Single crystal piezoelectric transformer

Abstract

The present invention comprises a piezoelectric transformer having substantially improved performance. The piezoelectric element is composed of a single crystal of a relaxor ferroelectric piezoelectric material. This element is coupled to input and output electrodes. The element vibrates mechanically in response to an input signal, which causes an output signal to be generated at the output electrodes. Improved power transmission is observed despite the reduced mechanical Q of the single crystal material, because the coupling and dielectric strength of the material are improved relative to polycrystals.

Description

FIELD OF THE INVENTION

The present invention relates to piezoelectric transformers, and in particular to a transformer comprising a single crystal piezoelectric material.

BACKGROUND OF THE INVENTION

Piezoelectric transformers have been known for many years, and are described, for example, in U.S. Pat. No. 2,974,296 to C. A. Rosen. These transformers use mechanical resonance of a piezoelectric element to transform current and voltage. An input current is passed through the element, causing it to vibrate at a resonant frequency. Electrodes are attached to the element at different points from the input electrodes, thereby producing a transformed output current in response to the mechanical deformation.

Piezoelectric transformers offer a unique method of step-up and step-down voltage conversion as compared to traditional coil-based electromagnetic transformers. Piezoelectric transformers offer higher voltage gains while retaining significant current throughput in applications where a large number of coil windings and low output amperages become impractical. They operate efficiently (upwards of 90%) in a narrow frequency band (the mechanical resonant frequency), while electromagnetic transformers tend to have lower efficiencies but to operate at a broad range of frequencies.

Prior art in the area of piezoelectric transformers has focused on high mechanical Q materials to increase the voltage transmission of energy. Lower Q devices, using softer polycrystalline materials, are possible, but generally fail because they cannot support high power levels without overheating. U.S. Pat. No. 6,114,797 to Bishop et al. has proposed a combination of hard (input side) and soft (output side) materials to achieve high power throughput with lower voltage gains.

SUMMARY OF THE INVENTION

The present invention comprises a piezoelectric transformer having substantially improved performance. The piezoelectric element is composed of a single crystal of a relaxor ferroelectric piezoelectric material. This element is coupled to input and output electrodes. The element vibrates mechanically in response to an input signal, which causes an output signal to be generated at the output electrodes. Improved power transmission is observed despite the reduced mechanical Q of the single crystal material, because the coupling and dielectric strength of the material are improved relative to polycrystals.

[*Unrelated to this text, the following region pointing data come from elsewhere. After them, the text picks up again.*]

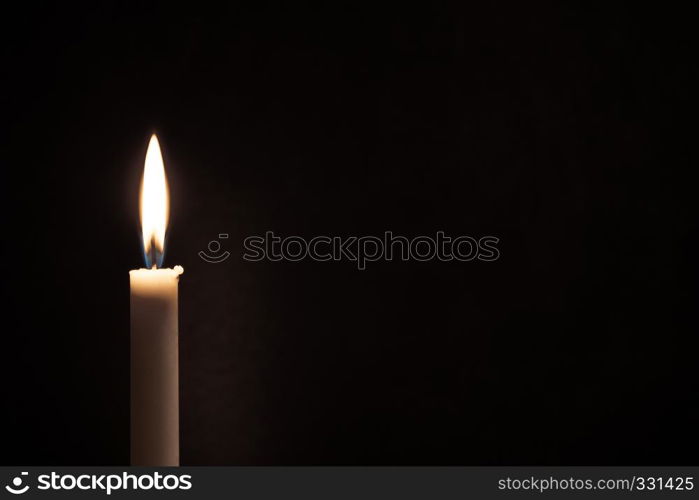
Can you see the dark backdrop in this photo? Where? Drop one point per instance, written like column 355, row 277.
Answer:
column 564, row 131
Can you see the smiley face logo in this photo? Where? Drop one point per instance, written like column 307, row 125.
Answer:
column 16, row 488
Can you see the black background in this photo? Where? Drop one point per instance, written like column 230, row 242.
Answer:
column 564, row 131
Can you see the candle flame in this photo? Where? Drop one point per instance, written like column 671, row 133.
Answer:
column 154, row 205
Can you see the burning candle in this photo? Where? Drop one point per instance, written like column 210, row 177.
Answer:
column 154, row 333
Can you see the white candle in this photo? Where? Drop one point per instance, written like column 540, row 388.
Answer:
column 154, row 331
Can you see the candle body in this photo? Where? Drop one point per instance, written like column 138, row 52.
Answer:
column 155, row 409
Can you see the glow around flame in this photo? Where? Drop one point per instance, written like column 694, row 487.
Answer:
column 154, row 205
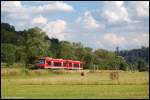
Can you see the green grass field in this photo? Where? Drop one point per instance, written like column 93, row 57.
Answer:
column 46, row 84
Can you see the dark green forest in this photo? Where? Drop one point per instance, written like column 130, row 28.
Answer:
column 28, row 45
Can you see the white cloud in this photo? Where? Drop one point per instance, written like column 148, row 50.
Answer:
column 40, row 20
column 51, row 7
column 115, row 11
column 10, row 6
column 88, row 21
column 139, row 8
column 16, row 10
column 114, row 39
column 56, row 29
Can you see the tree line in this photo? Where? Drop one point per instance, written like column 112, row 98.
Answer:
column 28, row 45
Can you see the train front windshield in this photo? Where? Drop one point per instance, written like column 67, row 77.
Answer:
column 41, row 61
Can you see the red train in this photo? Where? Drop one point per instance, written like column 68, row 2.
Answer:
column 47, row 62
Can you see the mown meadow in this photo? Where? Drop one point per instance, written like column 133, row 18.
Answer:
column 44, row 83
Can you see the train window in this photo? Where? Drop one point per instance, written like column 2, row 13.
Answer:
column 76, row 65
column 64, row 64
column 70, row 64
column 57, row 63
column 49, row 63
column 41, row 61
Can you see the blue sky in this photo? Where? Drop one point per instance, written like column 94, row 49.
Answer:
column 97, row 24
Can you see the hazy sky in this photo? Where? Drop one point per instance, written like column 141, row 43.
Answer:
column 97, row 24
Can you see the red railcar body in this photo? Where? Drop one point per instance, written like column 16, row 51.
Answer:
column 52, row 63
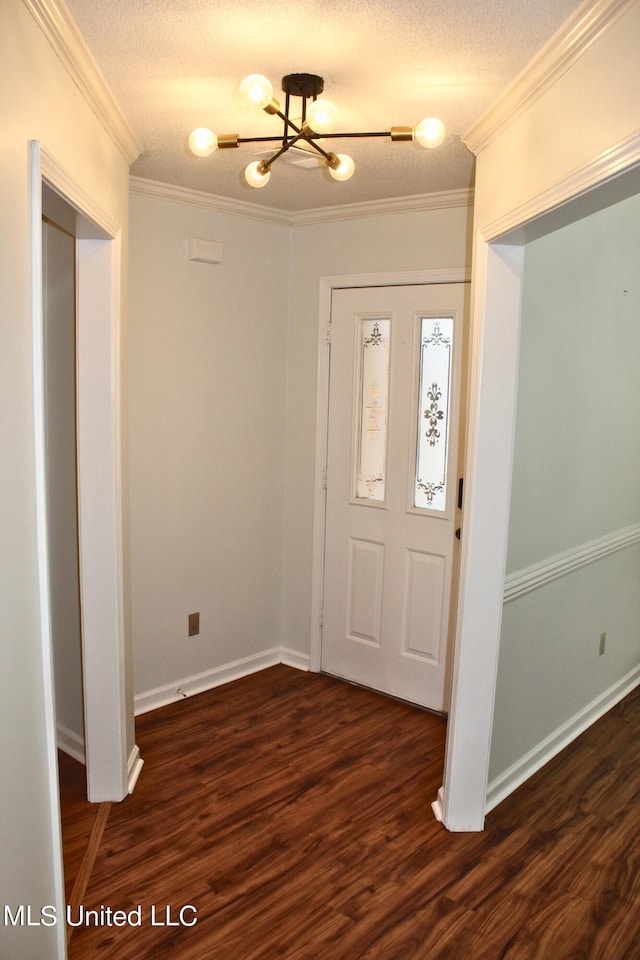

BRIEF DESCRIPTION OF THE DRAWING

The invention is described with reference to the several figures of the drawing, in which,

FIG. 1 shows a basic Rosen-type piezoelectric transformer according to the invention;

FIG. 2 shows an extensional transformer according to the invention;

FIG. 3 shows an annular transformer according to the invention; and

FIG. 4 shows a second annular transformer according to the invention.

DETAILED DESCRIPTION

We have discovered that a remarkable improvement in the performance of a piezoelectric transformer can be achieved when the piezoelectric element is formed from a single crystal of a relaxor ferroelectric material. Rosen-type transformers according to the invention have demonstrated five to six times the output power density of standard polycrystalline equivalents. Generally, any of the various shapes and configurations of transformers developed since Rosen (e.g., a multi-layer Rosen-type transformer as described in U.S. Pat. No. 5,872,419, a single layer or multi-layer thickness mode vibration transformer as described in U.S. Pat. No. 5,341,061, or a high displacement bending type as described in U.S. Pat. No. 6,114,797) may be improved by use of single crystal material. However, the material must be cut and electroded appropriately to take advantage of its higher piezoelectric coupling coefficients and more strongly coupled mechanical properties.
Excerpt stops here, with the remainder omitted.